With my DP, i noticed patterns would jump (like spotty carpets, gravel, stripy t-shirts ect) and days when i lie in i feel horendous! Light headed, alsost dizzy, hot/cold, REALLY Depersonalised, cant focus on anything, cant read as words wont stay still. I need the sleep though, i always get up feeling knackered but get more lively in the evenings. I took some time off work and woke up just to feed my horses in the mornings and for dinner in the eves. I dont always feel fatigued, but if undisturbed, i swear i would sleep for months!
The story behind my DP, i belive was an EXTREMLY stressful and traumatic relationship (Ended when i got ill and i havent heard from him since) and one of my doctors (a bit brash but always right) suggested stress as the cause but he never has time to explain to me.
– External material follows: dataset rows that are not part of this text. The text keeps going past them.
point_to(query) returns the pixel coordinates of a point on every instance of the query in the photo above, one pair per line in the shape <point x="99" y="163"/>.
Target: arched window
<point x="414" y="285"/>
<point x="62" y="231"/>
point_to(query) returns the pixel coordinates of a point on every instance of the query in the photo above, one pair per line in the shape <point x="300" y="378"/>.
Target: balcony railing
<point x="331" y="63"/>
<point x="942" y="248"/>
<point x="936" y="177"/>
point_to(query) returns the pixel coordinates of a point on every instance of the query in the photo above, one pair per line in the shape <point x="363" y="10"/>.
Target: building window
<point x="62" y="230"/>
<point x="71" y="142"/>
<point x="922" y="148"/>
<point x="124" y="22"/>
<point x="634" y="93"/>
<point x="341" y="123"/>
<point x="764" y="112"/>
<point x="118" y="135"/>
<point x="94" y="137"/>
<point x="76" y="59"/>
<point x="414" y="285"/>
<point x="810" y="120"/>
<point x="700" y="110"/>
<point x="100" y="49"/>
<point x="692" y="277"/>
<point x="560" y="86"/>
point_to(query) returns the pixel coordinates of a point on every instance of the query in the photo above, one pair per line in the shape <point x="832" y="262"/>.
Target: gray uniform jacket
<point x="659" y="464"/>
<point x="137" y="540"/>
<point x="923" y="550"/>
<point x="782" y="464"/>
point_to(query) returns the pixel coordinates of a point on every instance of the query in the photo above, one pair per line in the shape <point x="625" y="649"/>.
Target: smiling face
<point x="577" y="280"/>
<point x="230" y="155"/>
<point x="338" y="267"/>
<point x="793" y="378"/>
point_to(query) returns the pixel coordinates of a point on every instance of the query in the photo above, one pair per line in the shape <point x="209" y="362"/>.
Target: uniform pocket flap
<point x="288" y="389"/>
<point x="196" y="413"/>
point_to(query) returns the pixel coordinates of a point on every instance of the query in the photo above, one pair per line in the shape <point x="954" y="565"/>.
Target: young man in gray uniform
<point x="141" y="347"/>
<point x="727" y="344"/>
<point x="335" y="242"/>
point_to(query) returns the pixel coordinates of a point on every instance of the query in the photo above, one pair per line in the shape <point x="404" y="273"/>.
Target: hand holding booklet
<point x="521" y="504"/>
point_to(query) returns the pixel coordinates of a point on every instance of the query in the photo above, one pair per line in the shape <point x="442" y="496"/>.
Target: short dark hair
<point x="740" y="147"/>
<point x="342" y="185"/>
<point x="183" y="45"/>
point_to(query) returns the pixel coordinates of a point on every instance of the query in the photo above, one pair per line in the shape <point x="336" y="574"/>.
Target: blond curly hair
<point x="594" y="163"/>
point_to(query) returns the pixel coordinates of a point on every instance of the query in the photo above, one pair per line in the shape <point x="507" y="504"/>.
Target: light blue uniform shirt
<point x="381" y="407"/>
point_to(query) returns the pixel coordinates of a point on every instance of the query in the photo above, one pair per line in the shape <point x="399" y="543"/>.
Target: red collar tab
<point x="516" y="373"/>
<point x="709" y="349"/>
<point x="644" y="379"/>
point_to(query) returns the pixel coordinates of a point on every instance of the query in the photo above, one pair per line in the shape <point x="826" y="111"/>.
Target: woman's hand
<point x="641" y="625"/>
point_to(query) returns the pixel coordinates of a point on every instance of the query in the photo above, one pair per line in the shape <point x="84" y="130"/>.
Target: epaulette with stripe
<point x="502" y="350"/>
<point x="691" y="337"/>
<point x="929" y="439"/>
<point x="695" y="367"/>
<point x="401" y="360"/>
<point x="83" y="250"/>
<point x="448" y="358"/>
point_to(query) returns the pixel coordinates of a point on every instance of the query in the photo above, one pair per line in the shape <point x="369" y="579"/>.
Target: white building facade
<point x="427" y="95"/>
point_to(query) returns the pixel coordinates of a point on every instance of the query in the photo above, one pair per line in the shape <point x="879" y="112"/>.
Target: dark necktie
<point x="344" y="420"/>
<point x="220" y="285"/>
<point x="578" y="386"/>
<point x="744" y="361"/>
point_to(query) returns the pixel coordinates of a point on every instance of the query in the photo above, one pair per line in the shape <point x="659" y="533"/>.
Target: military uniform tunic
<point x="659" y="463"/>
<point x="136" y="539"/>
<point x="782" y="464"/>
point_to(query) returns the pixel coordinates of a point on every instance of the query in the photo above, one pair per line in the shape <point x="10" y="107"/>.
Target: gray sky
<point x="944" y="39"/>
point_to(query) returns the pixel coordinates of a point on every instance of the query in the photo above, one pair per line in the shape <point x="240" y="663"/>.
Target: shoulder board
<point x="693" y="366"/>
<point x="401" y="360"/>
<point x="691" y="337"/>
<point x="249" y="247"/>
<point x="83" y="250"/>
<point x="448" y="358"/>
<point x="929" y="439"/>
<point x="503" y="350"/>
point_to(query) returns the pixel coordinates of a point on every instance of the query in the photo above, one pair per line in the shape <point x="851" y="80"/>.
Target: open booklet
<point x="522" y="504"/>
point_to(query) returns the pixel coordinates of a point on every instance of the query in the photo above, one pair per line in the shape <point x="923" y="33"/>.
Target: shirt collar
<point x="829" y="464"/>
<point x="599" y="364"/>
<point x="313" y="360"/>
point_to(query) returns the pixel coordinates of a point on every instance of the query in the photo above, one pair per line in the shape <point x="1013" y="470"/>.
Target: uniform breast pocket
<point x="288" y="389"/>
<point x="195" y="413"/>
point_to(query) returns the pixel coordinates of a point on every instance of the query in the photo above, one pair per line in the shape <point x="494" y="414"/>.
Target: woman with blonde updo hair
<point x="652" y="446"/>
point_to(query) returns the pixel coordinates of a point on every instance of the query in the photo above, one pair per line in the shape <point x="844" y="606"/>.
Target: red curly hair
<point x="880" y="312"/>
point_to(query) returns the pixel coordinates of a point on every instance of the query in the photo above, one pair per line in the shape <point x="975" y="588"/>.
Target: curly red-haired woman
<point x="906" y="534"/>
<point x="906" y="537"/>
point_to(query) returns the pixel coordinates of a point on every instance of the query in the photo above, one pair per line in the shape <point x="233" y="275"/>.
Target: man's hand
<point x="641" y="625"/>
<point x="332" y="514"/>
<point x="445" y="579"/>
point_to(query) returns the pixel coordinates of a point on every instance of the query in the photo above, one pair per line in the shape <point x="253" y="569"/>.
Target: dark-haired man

I had a notion recently that i may be suffering from ADRENAL FATIGUE. I must also mention that although the stress of the relationship has gone, i was promoted as manager at my job so despite the illness, took the oppertunity. I am more than happy in the job and love life (apart from DP) but I have not yet really given myslef a chance to recover. I did alot of previous research into 'metabolic disorder' for my horses, and came accross something called the 'circadian rhythm'. This peaks at midnight and lows at midday in a healthy creature. I noticed that when i lay in, i felt retched at lunchtime and perked up at night. My DP reflected this. When i began searching the internet for answers i researched 'migraine ' as i belived that this is what i was suffering from. I then found out about 'derpersoinalisation disorder', which according to more reserch is, in alot of people, a sub-symptom of generalised anxiety or panic disorders. The word 'seratonin' kept appearing in my migraine research but i never fully understood how this liked to my constant suffering. Interestingly, my hunches have been proved correct in the article below. I may be wrong about all of this so dont take it as gospel but I hope this gives some hope to those of you who, like me, are baffled by the cause of their DP.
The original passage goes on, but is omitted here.